PM tells Washington Post about Rohingya crisis

Prime Minister Sheikh Hasina said she wanted a peaceful solution to the Rohingya crisis evading confrontation with anybody over the issue.

“I don’t want to fight with anybody. I want a peaceful solution, because they [Myanmar] are my next door neighbour,” she told Today’s WorldView, the weekday newsletter of The Washington Post.

Hasina, however, said if the international community thought sanctions against Myanmar could work to resolve the crisis that could be “fine, well and good”. “But I can’t suggest that,” the newspaper quoted her as saying.

The statement was mentioned in an article ran by Today’s Worldview titled “The Rohingya Crisis Can’t Stay Bangladesh’s Burden, prime minister says,” written by foreign affairs reporter Ishaan Tharoor.

It also stated that Hasina said she has discussed the matter with Aung San Suu Kyi, a Nobel laureate and Myanmar’s de facto civilian leader. “She [Suu Kyi] then blamed the military. She told me that the military doesn’t listen to her that much,” the premier told the newsletter, referring to a 2016 conversation at a regional summit hosted in India.

But the Myanmar leader has followed in lockstep with the country’s military and refuses to even use the word “Rohingya” to describe the ethnic group that long persecuted by the central state in Rakhine.

“Now I can see she [Suu Kyi] has changed her position,” Hasina told the newspaper.

The article said Hasina is sympathetic to the plight of Rohingyas.

“It’s a big burden for Bangladesh, no doubt. But what they faced was almost some kind of genocide,” she told during the interview at a midtown hotel in Manhattan on Friday, referring to the violence on the Rohingya community in 2017.

“Killing, torturing, arson, rape and so many things happened.
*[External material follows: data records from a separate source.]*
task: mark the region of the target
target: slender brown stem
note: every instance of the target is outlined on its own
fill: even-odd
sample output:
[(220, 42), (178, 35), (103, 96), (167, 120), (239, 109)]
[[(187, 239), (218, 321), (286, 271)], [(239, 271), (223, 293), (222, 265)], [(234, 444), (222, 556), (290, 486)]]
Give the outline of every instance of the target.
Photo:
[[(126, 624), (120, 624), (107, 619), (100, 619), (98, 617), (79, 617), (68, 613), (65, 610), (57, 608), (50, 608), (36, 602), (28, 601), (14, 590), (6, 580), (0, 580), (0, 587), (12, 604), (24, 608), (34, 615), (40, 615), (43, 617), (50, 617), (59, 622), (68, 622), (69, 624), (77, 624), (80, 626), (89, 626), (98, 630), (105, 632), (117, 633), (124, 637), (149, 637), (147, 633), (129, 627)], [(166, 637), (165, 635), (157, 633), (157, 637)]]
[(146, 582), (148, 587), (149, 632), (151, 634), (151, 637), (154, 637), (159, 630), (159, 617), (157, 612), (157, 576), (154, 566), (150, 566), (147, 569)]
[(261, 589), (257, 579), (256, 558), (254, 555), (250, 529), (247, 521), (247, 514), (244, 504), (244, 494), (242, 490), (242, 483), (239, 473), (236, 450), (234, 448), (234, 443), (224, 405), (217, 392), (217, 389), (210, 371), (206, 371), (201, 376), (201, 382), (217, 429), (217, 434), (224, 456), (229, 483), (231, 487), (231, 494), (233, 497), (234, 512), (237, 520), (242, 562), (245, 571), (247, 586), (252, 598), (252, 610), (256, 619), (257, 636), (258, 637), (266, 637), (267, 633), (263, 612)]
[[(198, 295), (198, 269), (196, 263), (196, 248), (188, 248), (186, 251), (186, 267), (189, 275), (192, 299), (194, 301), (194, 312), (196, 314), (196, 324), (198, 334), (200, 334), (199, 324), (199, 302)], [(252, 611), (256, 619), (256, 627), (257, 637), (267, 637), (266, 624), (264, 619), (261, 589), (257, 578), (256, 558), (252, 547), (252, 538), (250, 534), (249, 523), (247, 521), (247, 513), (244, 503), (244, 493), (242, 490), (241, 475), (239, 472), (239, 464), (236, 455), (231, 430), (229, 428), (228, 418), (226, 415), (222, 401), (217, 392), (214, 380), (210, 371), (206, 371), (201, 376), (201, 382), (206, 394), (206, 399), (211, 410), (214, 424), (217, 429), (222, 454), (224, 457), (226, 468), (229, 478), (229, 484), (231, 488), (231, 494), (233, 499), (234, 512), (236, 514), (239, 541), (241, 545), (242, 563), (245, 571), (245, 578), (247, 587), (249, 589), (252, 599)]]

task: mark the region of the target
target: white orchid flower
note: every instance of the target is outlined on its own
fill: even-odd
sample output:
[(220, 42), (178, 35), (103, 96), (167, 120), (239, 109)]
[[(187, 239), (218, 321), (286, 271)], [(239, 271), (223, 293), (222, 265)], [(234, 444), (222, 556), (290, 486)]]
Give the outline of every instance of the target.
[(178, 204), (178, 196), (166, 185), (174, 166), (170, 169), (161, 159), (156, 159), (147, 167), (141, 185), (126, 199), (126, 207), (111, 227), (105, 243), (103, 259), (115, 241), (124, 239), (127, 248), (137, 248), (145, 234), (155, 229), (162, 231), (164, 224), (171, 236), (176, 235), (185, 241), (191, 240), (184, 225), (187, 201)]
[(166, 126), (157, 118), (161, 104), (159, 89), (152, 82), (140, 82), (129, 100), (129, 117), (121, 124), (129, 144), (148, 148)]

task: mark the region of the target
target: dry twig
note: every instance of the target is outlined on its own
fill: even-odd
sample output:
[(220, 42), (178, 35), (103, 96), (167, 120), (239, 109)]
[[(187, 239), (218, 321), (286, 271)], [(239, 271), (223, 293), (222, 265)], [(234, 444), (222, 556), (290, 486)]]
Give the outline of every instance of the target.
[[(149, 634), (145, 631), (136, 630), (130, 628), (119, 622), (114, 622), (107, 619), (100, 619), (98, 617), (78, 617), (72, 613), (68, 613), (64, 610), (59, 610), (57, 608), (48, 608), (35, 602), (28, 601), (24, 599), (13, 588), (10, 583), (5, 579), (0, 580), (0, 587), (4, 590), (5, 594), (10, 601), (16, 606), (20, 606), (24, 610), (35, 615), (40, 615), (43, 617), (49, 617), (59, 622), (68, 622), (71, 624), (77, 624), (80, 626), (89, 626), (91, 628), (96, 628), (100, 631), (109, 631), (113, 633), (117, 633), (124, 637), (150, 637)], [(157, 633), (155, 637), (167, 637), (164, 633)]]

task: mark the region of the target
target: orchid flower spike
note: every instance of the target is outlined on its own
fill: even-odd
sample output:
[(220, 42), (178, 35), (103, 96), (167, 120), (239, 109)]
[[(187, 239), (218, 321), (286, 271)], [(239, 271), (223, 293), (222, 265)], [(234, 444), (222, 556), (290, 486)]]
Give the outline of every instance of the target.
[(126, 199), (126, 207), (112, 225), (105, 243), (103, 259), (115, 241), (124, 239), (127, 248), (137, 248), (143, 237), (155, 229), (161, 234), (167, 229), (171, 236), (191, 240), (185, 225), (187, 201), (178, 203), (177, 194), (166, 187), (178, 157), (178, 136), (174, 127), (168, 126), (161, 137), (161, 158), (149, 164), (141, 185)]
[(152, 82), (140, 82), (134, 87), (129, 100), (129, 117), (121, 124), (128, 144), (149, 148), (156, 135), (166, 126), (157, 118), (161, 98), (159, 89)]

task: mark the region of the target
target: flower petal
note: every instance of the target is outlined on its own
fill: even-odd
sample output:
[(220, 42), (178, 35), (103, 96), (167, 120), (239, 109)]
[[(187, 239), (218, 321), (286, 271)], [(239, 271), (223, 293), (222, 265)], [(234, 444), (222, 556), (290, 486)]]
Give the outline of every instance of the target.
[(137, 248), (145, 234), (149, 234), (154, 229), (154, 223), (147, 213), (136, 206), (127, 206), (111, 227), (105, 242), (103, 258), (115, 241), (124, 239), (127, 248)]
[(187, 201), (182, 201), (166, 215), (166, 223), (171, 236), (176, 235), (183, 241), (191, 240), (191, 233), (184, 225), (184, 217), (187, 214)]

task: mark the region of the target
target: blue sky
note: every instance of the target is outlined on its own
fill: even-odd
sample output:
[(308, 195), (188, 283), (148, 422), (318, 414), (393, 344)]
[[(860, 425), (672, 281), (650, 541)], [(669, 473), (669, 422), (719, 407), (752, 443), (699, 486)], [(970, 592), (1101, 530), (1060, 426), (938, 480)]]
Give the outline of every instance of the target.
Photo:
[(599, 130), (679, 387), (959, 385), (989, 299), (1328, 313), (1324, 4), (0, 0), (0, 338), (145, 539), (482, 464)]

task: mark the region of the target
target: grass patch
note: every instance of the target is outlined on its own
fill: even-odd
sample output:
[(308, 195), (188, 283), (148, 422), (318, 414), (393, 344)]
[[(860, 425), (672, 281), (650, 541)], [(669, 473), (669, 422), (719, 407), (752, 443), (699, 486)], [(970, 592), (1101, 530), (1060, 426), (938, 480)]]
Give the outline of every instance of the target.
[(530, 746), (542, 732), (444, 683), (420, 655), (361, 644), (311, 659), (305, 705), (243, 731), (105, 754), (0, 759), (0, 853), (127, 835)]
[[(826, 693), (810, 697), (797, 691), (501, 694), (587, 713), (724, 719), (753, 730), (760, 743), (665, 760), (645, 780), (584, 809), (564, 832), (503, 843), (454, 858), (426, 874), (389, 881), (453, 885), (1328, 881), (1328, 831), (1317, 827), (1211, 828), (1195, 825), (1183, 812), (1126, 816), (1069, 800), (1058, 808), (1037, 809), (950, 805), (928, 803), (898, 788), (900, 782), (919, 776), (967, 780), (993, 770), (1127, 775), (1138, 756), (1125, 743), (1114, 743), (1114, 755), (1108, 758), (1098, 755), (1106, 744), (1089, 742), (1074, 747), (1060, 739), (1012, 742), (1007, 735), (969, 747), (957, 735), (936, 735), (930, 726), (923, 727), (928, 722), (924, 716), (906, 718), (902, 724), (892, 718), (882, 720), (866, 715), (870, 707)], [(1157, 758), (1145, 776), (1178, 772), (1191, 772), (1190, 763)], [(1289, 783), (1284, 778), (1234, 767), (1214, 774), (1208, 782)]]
They were forced to run away from their country for their safety and security,” she told the newspaper.

If they have to stay longer in Bangladesh, very easily they can be converted or join ”militant groups,” the premier said, adding that her government confirmed new measures last week to build barbed-wire fences around Rohingya camps and to patrol their perimeters.

The PM said the Rohingyas have been given shelter for now. “They are in my soil,” she said. “What else can we do?”

She hoped that the international community could apply more pressure on her neighbour.

“The problem with Myanmar is that they don’t listen to anybody,” she said.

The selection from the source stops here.